Defendant Leonard Joseph Yannott is a Native American Indian. On June 30, 1991, defendant attended a party at the home of Roger Lovell, which was located near Pesh-awbestown, Michigan, on part of an Indian reservation for the Grand Traverse Band of Ottawa and Chippewa Indians. While at the party, defendant threatened to shoot another guest, Brenda White Eye, and pulled a sawed-off shotgun and pointed it at her. White Eye told Vincent Chippewa and Stephanie Southbird that defendant had a gun. Chippewa and Southbird forcibly removed the gun from defendant. The gun was a .20-gauge sawed-off shotgun manufactured by Harrington and Richardson.
•
On July 1, 1991, Chippewa turned the gun over to the Grand Traverse Band tribal police. On July 17, 1991, Joseph Chambers, captain of the tribal police, contacted defendant. After being advised of his Miranda rights, defendant signed a waiver and indicated that he wanted to talk. Defendant stated that he knew he was at the party and that he had “messed up.” J.A. 207.

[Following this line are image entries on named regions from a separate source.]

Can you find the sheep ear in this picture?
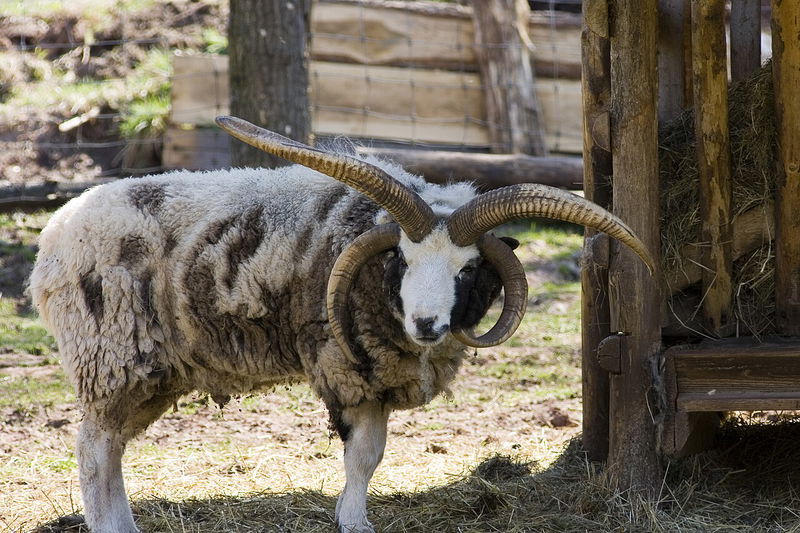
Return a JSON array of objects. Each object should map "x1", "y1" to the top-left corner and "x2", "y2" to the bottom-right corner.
[
  {"x1": 498, "y1": 237, "x2": 519, "y2": 250},
  {"x1": 375, "y1": 209, "x2": 394, "y2": 226}
]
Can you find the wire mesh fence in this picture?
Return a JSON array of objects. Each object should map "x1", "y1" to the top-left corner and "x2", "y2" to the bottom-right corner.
[{"x1": 0, "y1": 0, "x2": 769, "y2": 189}]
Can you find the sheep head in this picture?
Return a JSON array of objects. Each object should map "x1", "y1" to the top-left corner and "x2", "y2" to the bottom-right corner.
[{"x1": 216, "y1": 117, "x2": 654, "y2": 360}]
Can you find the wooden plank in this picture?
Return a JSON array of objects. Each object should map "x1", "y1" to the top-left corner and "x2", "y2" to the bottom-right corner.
[
  {"x1": 161, "y1": 127, "x2": 583, "y2": 192},
  {"x1": 358, "y1": 147, "x2": 583, "y2": 190},
  {"x1": 171, "y1": 55, "x2": 582, "y2": 153},
  {"x1": 666, "y1": 338, "x2": 800, "y2": 412},
  {"x1": 472, "y1": 0, "x2": 546, "y2": 156},
  {"x1": 772, "y1": 0, "x2": 800, "y2": 335},
  {"x1": 169, "y1": 54, "x2": 229, "y2": 126},
  {"x1": 692, "y1": 0, "x2": 733, "y2": 336},
  {"x1": 163, "y1": 126, "x2": 231, "y2": 170},
  {"x1": 0, "y1": 178, "x2": 116, "y2": 213},
  {"x1": 311, "y1": 0, "x2": 581, "y2": 79},
  {"x1": 729, "y1": 0, "x2": 761, "y2": 82},
  {"x1": 658, "y1": 0, "x2": 690, "y2": 124},
  {"x1": 664, "y1": 204, "x2": 775, "y2": 294},
  {"x1": 581, "y1": 0, "x2": 613, "y2": 461},
  {"x1": 609, "y1": 0, "x2": 662, "y2": 496}
]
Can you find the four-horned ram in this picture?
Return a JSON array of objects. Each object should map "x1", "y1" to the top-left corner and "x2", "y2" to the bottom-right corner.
[{"x1": 30, "y1": 117, "x2": 652, "y2": 533}]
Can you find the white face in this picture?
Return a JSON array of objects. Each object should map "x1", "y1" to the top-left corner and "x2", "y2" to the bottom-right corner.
[{"x1": 400, "y1": 228, "x2": 479, "y2": 345}]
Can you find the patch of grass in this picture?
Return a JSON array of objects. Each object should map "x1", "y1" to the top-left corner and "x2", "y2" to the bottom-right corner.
[
  {"x1": 0, "y1": 0, "x2": 155, "y2": 21},
  {"x1": 0, "y1": 298, "x2": 56, "y2": 355},
  {"x1": 0, "y1": 369, "x2": 75, "y2": 410},
  {"x1": 0, "y1": 49, "x2": 172, "y2": 121},
  {"x1": 203, "y1": 28, "x2": 228, "y2": 55}
]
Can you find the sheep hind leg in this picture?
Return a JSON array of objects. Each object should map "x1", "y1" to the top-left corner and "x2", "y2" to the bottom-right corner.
[
  {"x1": 336, "y1": 403, "x2": 389, "y2": 533},
  {"x1": 76, "y1": 394, "x2": 177, "y2": 533},
  {"x1": 76, "y1": 418, "x2": 138, "y2": 533}
]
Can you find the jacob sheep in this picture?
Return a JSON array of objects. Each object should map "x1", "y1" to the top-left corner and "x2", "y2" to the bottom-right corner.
[{"x1": 30, "y1": 117, "x2": 652, "y2": 533}]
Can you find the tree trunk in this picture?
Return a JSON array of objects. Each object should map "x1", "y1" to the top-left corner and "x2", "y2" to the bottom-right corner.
[{"x1": 228, "y1": 0, "x2": 311, "y2": 167}]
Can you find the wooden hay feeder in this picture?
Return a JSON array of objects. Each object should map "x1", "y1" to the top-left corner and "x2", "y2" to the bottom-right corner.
[{"x1": 582, "y1": 0, "x2": 800, "y2": 489}]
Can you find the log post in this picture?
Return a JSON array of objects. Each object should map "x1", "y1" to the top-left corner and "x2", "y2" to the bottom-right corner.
[
  {"x1": 473, "y1": 0, "x2": 546, "y2": 156},
  {"x1": 730, "y1": 0, "x2": 761, "y2": 82},
  {"x1": 581, "y1": 0, "x2": 612, "y2": 461},
  {"x1": 772, "y1": 0, "x2": 800, "y2": 335},
  {"x1": 609, "y1": 0, "x2": 662, "y2": 496},
  {"x1": 692, "y1": 0, "x2": 733, "y2": 336},
  {"x1": 658, "y1": 0, "x2": 691, "y2": 123}
]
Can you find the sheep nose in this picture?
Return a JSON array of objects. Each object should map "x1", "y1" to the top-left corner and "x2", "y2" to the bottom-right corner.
[{"x1": 414, "y1": 316, "x2": 439, "y2": 337}]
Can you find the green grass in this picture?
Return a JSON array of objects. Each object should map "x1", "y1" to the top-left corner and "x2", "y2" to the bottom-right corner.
[
  {"x1": 0, "y1": 369, "x2": 75, "y2": 410},
  {"x1": 0, "y1": 298, "x2": 56, "y2": 355},
  {"x1": 0, "y1": 0, "x2": 155, "y2": 22}
]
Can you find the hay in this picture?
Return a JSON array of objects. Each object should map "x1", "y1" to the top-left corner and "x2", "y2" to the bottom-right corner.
[
  {"x1": 659, "y1": 63, "x2": 777, "y2": 336},
  {"x1": 31, "y1": 428, "x2": 800, "y2": 533}
]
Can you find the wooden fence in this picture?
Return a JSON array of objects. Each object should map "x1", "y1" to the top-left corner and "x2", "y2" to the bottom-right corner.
[{"x1": 164, "y1": 0, "x2": 583, "y2": 168}]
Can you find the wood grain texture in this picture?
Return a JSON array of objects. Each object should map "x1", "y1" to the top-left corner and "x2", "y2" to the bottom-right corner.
[
  {"x1": 673, "y1": 338, "x2": 800, "y2": 412},
  {"x1": 772, "y1": 0, "x2": 800, "y2": 335},
  {"x1": 658, "y1": 0, "x2": 691, "y2": 124},
  {"x1": 472, "y1": 0, "x2": 546, "y2": 156},
  {"x1": 165, "y1": 55, "x2": 583, "y2": 153},
  {"x1": 609, "y1": 0, "x2": 662, "y2": 495},
  {"x1": 692, "y1": 0, "x2": 733, "y2": 336},
  {"x1": 228, "y1": 0, "x2": 311, "y2": 167},
  {"x1": 581, "y1": 0, "x2": 613, "y2": 461}
]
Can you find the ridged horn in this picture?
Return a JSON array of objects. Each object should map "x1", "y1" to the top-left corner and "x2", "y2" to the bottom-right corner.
[
  {"x1": 453, "y1": 234, "x2": 528, "y2": 348},
  {"x1": 215, "y1": 116, "x2": 436, "y2": 242},
  {"x1": 327, "y1": 224, "x2": 400, "y2": 363},
  {"x1": 447, "y1": 183, "x2": 655, "y2": 274}
]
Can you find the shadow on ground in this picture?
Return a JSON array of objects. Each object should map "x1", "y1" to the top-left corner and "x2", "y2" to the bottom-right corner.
[{"x1": 31, "y1": 419, "x2": 800, "y2": 533}]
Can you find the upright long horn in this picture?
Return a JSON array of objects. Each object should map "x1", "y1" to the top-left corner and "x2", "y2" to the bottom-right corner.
[
  {"x1": 327, "y1": 224, "x2": 400, "y2": 363},
  {"x1": 215, "y1": 116, "x2": 436, "y2": 242},
  {"x1": 453, "y1": 234, "x2": 528, "y2": 348},
  {"x1": 447, "y1": 183, "x2": 655, "y2": 273}
]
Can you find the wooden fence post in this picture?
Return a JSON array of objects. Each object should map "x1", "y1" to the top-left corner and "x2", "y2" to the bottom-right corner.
[
  {"x1": 581, "y1": 0, "x2": 612, "y2": 461},
  {"x1": 609, "y1": 0, "x2": 662, "y2": 496},
  {"x1": 730, "y1": 0, "x2": 761, "y2": 82},
  {"x1": 772, "y1": 0, "x2": 800, "y2": 335},
  {"x1": 658, "y1": 0, "x2": 691, "y2": 123},
  {"x1": 692, "y1": 0, "x2": 733, "y2": 337},
  {"x1": 472, "y1": 0, "x2": 546, "y2": 155}
]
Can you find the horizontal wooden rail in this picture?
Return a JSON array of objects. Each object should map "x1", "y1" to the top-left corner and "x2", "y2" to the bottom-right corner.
[
  {"x1": 666, "y1": 338, "x2": 800, "y2": 412},
  {"x1": 0, "y1": 178, "x2": 114, "y2": 213},
  {"x1": 359, "y1": 148, "x2": 583, "y2": 190}
]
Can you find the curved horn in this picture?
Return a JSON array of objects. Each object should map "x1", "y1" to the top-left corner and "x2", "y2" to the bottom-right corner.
[
  {"x1": 215, "y1": 116, "x2": 436, "y2": 242},
  {"x1": 453, "y1": 234, "x2": 528, "y2": 348},
  {"x1": 447, "y1": 183, "x2": 655, "y2": 274},
  {"x1": 327, "y1": 224, "x2": 400, "y2": 363}
]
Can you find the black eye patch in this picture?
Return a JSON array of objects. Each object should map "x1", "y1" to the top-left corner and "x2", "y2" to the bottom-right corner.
[
  {"x1": 450, "y1": 259, "x2": 502, "y2": 329},
  {"x1": 383, "y1": 248, "x2": 408, "y2": 314}
]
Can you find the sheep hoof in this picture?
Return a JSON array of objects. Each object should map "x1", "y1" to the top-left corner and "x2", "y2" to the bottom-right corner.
[{"x1": 339, "y1": 522, "x2": 375, "y2": 533}]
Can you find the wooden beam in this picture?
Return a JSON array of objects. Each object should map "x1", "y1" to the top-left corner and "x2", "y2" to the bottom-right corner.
[
  {"x1": 609, "y1": 0, "x2": 662, "y2": 496},
  {"x1": 664, "y1": 204, "x2": 775, "y2": 294},
  {"x1": 358, "y1": 147, "x2": 583, "y2": 190},
  {"x1": 730, "y1": 0, "x2": 761, "y2": 82},
  {"x1": 0, "y1": 178, "x2": 116, "y2": 213},
  {"x1": 692, "y1": 0, "x2": 733, "y2": 336},
  {"x1": 473, "y1": 0, "x2": 546, "y2": 156},
  {"x1": 581, "y1": 0, "x2": 613, "y2": 461},
  {"x1": 772, "y1": 0, "x2": 800, "y2": 335},
  {"x1": 658, "y1": 0, "x2": 691, "y2": 123},
  {"x1": 665, "y1": 338, "x2": 800, "y2": 412}
]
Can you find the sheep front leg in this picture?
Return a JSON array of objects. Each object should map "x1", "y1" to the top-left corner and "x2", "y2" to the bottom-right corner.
[
  {"x1": 336, "y1": 403, "x2": 389, "y2": 533},
  {"x1": 76, "y1": 418, "x2": 139, "y2": 533}
]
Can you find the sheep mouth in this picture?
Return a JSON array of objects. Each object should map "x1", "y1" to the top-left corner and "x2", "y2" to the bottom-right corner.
[{"x1": 410, "y1": 328, "x2": 449, "y2": 346}]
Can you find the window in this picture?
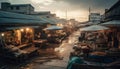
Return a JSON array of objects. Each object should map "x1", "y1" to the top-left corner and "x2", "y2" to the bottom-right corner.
[
  {"x1": 16, "y1": 6, "x2": 20, "y2": 10},
  {"x1": 10, "y1": 7, "x2": 13, "y2": 10}
]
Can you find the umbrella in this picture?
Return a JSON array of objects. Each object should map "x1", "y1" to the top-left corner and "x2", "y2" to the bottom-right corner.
[
  {"x1": 101, "y1": 20, "x2": 120, "y2": 27},
  {"x1": 44, "y1": 26, "x2": 63, "y2": 30},
  {"x1": 80, "y1": 25, "x2": 109, "y2": 31}
]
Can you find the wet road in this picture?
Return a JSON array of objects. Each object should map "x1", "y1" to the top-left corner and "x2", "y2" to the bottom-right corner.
[
  {"x1": 12, "y1": 31, "x2": 80, "y2": 69},
  {"x1": 28, "y1": 31, "x2": 80, "y2": 69}
]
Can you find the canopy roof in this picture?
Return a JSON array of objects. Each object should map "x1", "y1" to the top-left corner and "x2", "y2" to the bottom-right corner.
[
  {"x1": 44, "y1": 26, "x2": 63, "y2": 30},
  {"x1": 101, "y1": 20, "x2": 120, "y2": 27},
  {"x1": 80, "y1": 25, "x2": 109, "y2": 31}
]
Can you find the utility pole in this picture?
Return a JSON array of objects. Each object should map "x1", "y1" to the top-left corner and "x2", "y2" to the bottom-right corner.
[{"x1": 89, "y1": 7, "x2": 91, "y2": 21}]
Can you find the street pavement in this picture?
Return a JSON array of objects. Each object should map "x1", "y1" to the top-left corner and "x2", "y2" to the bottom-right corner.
[
  {"x1": 4, "y1": 31, "x2": 80, "y2": 69},
  {"x1": 27, "y1": 31, "x2": 80, "y2": 69}
]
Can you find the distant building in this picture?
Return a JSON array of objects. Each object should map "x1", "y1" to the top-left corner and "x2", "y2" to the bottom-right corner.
[
  {"x1": 89, "y1": 13, "x2": 101, "y2": 23},
  {"x1": 104, "y1": 0, "x2": 120, "y2": 21},
  {"x1": 1, "y1": 2, "x2": 34, "y2": 14},
  {"x1": 30, "y1": 11, "x2": 56, "y2": 18}
]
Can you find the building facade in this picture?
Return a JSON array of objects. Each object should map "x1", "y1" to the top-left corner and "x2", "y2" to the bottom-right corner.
[
  {"x1": 89, "y1": 13, "x2": 101, "y2": 23},
  {"x1": 104, "y1": 0, "x2": 120, "y2": 21},
  {"x1": 1, "y1": 2, "x2": 34, "y2": 14}
]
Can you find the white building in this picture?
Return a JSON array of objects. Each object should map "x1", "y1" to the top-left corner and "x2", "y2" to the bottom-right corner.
[
  {"x1": 89, "y1": 13, "x2": 101, "y2": 23},
  {"x1": 1, "y1": 2, "x2": 34, "y2": 14}
]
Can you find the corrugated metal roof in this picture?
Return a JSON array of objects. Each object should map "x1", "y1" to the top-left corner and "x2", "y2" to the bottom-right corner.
[{"x1": 0, "y1": 11, "x2": 49, "y2": 24}]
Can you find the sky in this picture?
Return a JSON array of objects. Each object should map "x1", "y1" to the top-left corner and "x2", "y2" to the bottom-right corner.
[{"x1": 0, "y1": 0, "x2": 118, "y2": 22}]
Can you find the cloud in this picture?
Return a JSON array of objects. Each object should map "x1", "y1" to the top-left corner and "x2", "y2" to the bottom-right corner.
[{"x1": 30, "y1": 0, "x2": 54, "y2": 5}]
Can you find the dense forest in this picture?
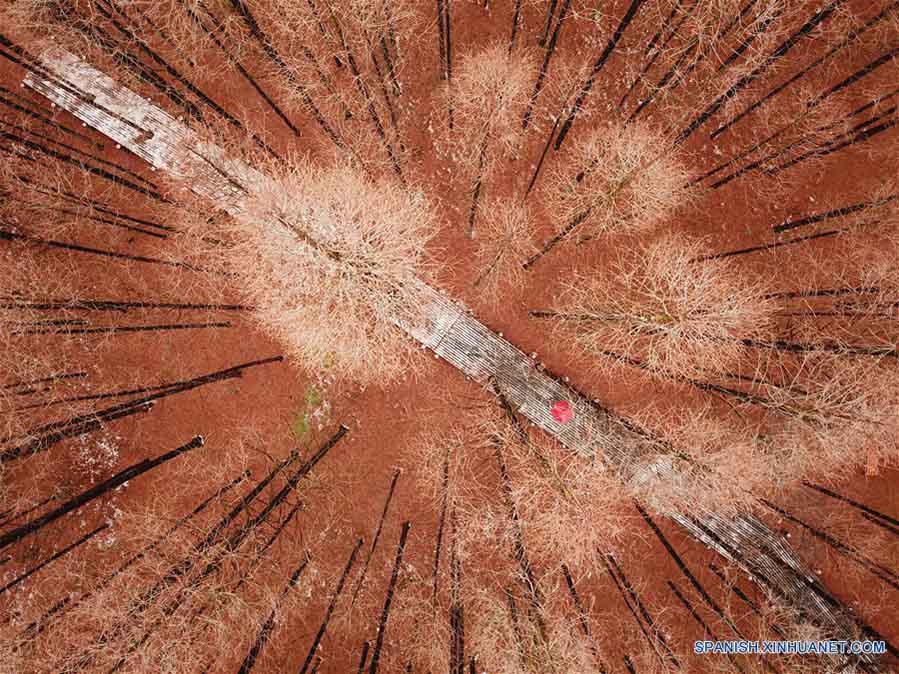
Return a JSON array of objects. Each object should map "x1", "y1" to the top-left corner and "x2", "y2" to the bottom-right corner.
[{"x1": 0, "y1": 0, "x2": 899, "y2": 674}]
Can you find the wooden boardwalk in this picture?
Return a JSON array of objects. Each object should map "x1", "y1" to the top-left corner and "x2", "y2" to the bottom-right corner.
[{"x1": 25, "y1": 50, "x2": 878, "y2": 671}]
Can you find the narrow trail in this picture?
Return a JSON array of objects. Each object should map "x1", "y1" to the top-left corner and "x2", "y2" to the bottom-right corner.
[{"x1": 24, "y1": 49, "x2": 879, "y2": 671}]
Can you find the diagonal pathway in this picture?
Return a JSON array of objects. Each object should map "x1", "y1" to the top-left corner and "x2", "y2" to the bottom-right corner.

The tribal police turned the gun over to the Bureau of Alcohol, Tobacco and Firearms (ATF), which determined that the gun had a partially broken firing pin. On August 28, 1991, Michael Marquardt, a special agent with the ATF, contacted defendant as part of the ATF’s investigation. After defendant was advised of his Miranda rights, he indicated that he understood his rights and wished to waive them. Defendant gave rational responses to Marquardt’s questions and did not appear to be either intoxicated or suffering from any injuries or illnesses. Marquardt did not make any threats or promises or use any force to cause defendant to make statements. During the interview, defendant admitted that although he could not recall the details, he apparently was carrying a shotgun and pulled it on some girls at the party. Marquardt testified at trial that while the gun had a partially broken firing *1002 pin, he was able to make it capable of firing a projectile by removing the barrel and inserting part of a standard nail in the firing pin hole. This procedure required only a screwdriver and took approximately 50 seconds to accomplish.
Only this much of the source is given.